War and National Contributions
As a state itself, Michigan contributed greatly to the wars following becoming a state.
Eager participation in the Civil War was nationally significant an cities across the state contributed their loved ones, sewing needles and goods and services to help the cause. Brighton was no different. The village was at its nascent period when the Civil War begun and there exists little information on how to city contributed to the Union cause but it is known that 37 civil war veterans are buried on site in Brighton’s Old Village Cemetery (The Brighton Patch). Also buried on this land is former U.S. Senator and member in founding the Michigan Agricultural College, Kingsley Bingham. These significant actors in the Civil War and in Michigan politics earned the Old Village Cemetery the right of being registered as a Historic Site in Michigan.
A more significant role was played by Brighton during the Great Depression and both World Wars. The city had “reaped the benefits of a thriving economic period fueled” by the first world war but the stock market crash of 1929 brought that economic success to a halt (McMacken, p. 462). In regards to need, Brighton was split, half of the population was in dire need of help and the other half did it’s best to provide what the could to their struggling counterparts.
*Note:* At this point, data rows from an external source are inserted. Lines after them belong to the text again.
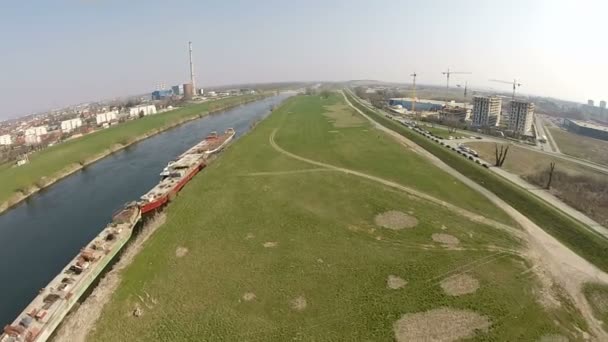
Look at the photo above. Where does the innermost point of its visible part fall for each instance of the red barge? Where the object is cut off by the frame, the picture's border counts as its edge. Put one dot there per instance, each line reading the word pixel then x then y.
pixel 181 170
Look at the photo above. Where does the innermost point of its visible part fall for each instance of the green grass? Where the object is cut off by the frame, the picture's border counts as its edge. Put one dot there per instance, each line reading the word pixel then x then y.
pixel 54 160
pixel 329 249
pixel 573 234
pixel 580 146
pixel 363 148
pixel 597 296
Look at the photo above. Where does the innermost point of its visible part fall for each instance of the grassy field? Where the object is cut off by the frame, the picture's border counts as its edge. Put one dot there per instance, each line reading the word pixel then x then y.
pixel 526 162
pixel 570 232
pixel 597 296
pixel 56 159
pixel 580 187
pixel 581 146
pixel 264 247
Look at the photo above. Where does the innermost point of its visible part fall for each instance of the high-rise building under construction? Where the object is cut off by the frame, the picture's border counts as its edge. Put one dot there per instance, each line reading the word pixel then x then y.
pixel 486 111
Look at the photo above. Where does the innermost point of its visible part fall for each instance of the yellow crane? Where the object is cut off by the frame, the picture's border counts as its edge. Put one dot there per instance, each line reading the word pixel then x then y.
pixel 514 83
pixel 447 84
pixel 414 93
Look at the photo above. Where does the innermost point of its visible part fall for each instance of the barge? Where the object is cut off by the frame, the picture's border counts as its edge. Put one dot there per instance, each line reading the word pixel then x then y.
pixel 181 170
pixel 42 316
pixel 48 309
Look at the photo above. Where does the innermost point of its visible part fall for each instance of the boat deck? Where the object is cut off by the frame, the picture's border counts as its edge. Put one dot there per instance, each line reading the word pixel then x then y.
pixel 40 318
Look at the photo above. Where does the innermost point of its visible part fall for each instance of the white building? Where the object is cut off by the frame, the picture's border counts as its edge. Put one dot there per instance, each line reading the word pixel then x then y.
pixel 521 117
pixel 70 125
pixel 106 117
pixel 33 139
pixel 36 131
pixel 145 109
pixel 486 111
pixel 6 139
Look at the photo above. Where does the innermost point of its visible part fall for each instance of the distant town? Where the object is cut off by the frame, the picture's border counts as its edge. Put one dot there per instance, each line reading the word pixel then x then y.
pixel 19 137
pixel 514 117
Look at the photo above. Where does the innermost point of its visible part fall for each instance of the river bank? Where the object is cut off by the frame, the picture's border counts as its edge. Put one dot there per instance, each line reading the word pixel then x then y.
pixel 47 181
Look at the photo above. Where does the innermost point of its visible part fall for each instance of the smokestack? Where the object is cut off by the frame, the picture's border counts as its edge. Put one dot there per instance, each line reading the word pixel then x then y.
pixel 192 69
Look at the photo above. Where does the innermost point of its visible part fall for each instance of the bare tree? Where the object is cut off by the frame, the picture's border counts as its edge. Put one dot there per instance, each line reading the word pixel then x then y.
pixel 551 169
pixel 501 154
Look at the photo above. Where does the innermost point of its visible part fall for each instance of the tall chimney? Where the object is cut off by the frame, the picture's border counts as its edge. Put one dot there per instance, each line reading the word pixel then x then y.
pixel 192 70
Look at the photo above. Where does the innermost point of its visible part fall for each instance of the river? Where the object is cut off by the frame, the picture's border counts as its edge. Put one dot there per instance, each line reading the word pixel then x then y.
pixel 42 234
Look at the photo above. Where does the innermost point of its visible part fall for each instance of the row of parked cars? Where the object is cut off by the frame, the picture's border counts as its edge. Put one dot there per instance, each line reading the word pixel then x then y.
pixel 461 149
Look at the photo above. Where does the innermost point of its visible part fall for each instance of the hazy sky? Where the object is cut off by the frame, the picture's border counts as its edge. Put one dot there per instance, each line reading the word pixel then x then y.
pixel 54 53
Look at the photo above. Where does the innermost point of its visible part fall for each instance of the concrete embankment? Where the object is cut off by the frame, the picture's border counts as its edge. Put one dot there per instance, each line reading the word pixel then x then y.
pixel 47 181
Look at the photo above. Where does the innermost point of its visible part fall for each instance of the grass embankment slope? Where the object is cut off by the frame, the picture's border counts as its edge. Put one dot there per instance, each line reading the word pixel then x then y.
pixel 57 160
pixel 578 186
pixel 570 232
pixel 580 146
pixel 263 247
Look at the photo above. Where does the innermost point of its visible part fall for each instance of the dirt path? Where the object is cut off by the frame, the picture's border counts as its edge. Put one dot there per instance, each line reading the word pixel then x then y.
pixel 81 321
pixel 463 212
pixel 278 173
pixel 549 255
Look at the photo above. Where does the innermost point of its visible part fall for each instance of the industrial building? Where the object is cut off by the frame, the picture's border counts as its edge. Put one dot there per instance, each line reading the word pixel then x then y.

A welfare store opened in Brighton which was directed by a local women’s league who ran clothes drives to provide for the needy. Community support allowed for residents to stay and live in Brighton while the economy evened back out.
During both World Wars, Brighton banded together for support of the American cause. Often, men were drafted from Livingston County as a whole rather than from particular villages but that did not stop the community from coming together. A Red Cross chapter was quickly started in the village to raise funds, make clothing and make sure the soldiers had all the supplies they needed, especially medical. Citizens of Brighton were avid sellers of Liberty Bonds, outselling the other villages of Livingston County (McMacken, p. 466). The people of Brighton took to sacrificing aspects of their daily lives such as giving up meat two times a week during shortage and the bakers not having enough flour to make bread. Nevertheless, the Brighton citizens prevailed and were praised in their county for their tireless support of both World Wars.